You mean there are more
janitorsaccountants and registrars than professors of engineering? No way!There’s more office administration than teachers/professors.
The word admin is short for administration, not employee or staff or whatever you’re thinking of. Office admins are paper pushers, auditors, red tape appliers, etc.
Oh right, fixed that in my clumsy remark.
¿why not both?
Or if you want a degree purely for educational enrichment you pay for it directly like any other hobby.
Or, we could acknowledge that a populace educated in enriching educational topics is a huge net benefit to society, and we don’t do that.
Let people pay for business school, or other bullshit that only benefits private interests.
The problem is that we have at least two things universities could be good at:
- Actual education
- Credentialing and Gatekeeping
Plenty of situations where you might want to get Actual Education, the university’s “Credentialing and Gatekeeping” mission interferes with.
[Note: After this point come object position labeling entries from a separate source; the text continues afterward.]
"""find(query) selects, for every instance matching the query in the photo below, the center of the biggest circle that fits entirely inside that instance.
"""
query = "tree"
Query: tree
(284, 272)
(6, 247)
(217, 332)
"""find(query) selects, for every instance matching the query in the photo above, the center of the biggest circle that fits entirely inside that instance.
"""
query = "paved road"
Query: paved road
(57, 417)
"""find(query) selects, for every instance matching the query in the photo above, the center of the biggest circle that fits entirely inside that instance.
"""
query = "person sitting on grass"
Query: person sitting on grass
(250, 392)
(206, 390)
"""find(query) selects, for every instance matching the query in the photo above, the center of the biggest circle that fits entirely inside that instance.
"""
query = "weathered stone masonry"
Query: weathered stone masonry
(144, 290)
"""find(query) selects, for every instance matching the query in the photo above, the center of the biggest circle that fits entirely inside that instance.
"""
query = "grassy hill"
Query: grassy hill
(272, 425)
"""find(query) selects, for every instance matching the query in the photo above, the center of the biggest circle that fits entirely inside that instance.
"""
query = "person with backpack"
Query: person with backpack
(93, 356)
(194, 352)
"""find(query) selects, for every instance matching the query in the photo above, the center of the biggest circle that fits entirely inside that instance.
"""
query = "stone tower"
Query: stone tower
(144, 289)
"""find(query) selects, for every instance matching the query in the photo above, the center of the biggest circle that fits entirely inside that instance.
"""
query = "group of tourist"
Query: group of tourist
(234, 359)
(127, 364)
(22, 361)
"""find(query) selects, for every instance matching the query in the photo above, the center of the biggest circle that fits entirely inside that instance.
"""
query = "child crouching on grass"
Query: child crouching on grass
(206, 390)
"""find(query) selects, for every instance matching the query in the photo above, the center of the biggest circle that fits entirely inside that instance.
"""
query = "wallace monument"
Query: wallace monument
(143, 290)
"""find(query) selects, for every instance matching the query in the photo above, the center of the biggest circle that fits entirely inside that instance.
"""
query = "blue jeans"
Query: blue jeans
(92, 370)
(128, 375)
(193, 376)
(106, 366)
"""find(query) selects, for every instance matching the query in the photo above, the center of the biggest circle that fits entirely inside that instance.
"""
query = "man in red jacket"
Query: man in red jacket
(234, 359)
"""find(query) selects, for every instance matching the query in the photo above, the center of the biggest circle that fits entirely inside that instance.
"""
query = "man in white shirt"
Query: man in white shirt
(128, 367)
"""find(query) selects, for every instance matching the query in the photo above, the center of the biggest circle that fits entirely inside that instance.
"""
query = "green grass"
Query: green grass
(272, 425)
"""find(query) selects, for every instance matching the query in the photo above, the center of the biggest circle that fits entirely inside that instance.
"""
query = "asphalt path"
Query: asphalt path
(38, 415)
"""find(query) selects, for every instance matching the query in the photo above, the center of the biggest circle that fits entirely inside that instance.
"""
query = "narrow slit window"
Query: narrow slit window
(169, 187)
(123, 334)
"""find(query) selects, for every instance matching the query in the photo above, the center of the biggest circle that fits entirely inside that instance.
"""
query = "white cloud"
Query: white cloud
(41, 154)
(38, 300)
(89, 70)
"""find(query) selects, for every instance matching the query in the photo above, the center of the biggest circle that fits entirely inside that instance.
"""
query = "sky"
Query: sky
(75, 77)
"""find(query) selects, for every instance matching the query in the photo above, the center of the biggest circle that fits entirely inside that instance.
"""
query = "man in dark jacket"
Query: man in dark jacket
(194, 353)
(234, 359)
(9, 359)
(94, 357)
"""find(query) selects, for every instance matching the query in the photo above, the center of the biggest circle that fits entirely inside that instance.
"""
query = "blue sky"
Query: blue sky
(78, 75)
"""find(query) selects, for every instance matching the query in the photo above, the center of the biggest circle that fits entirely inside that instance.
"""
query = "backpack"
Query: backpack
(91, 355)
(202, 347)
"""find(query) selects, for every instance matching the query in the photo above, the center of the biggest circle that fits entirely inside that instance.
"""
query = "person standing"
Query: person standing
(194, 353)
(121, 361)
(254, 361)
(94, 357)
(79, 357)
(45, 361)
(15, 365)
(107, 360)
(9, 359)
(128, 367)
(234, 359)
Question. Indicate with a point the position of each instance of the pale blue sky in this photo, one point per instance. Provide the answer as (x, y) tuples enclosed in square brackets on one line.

Free-form study tends to be expensive (often tuition costs cap out, so it’s more cost efficient to take a full-load than one class per term), scheduling is rigid, and study tends to be organized around testing, papers, and other tasks useful as “proof of work” rather than or even instead of developing knowledge. If my goal is “learn enough Korean to finish my favourite manhwa” or “fix my incomplete and wrong grasp of Eastern European history”, and I’m not a 19-year-old starting a degree programme and willing to commit four years an intensive study of the subject, a university is a pretty awkward way to get this knowledge.
Conversely, we’ve got a lot of people enrolling in university because they want the Credentialing and Gatekeeping: they need a BSc or whatever to unlock a higher tier of job title. The parts of the university that still respond to Actual Education intent will say “make sure the kid comes out well-rounded” and that means he has to spend more time and money on courses with no commercial value. This tends to race-to-the-bottom, as people seek out the easiest “filler” electives to meet the programme requirements, rather than actually indulging in the buffet of knowledge. TBH, I’m sick of hearing the “you’re there to learn how to learn” sound bite. Surely that’s something we should be teaching from day 1 of kindergarten-- or is it a skill we’ve decided is unimportant for those not on a college track?
That doesn’t even consider other potential purposes, like as a research hub.
I’m not sure what a “better model” would look like; maybe if credentialing were less important, we’d move towards streams of loosely scheduled open-entry/open-exit courses designed for broader adoption-- going over to the lecture hall a couple evenings a week could become socially normalize like spending nights at a pub.
The credentialism is overwhelmingly about classism, so if you make university free, that part becomes a totally different beast. That BSc is no longer a sign that you come from wealth (or are willing to indenture yourself to employers to LARP it), so it becomes less of an issue.
It also addresses the “one or two classes” issue.
The scheduling thing can be fixed by restructuring work. There’s no good reason work needs to take up a contiguous block of time each day nor why it needs to take up 1/2 of the waking day.
Which degrees would fall under this category?
All of the ones where the person doesnn’t go into the exact profession that matches the degree. So basically 90% of degrees.
You’re telling me you don’t understand the purpose of a Bachelors degree without telling me you don’t under stand the purpose of a Bachelors degree.
It teaches you how to learn.
It teaches you how to learn.
I agree! So why would you want to remove funding from those degrees?
I don’t. I was being sarcastic, but can see why it wouldn’t be obvious.
Better yet, let’s charge everyone for all levels of education! You’re as smart as your pockets are deep!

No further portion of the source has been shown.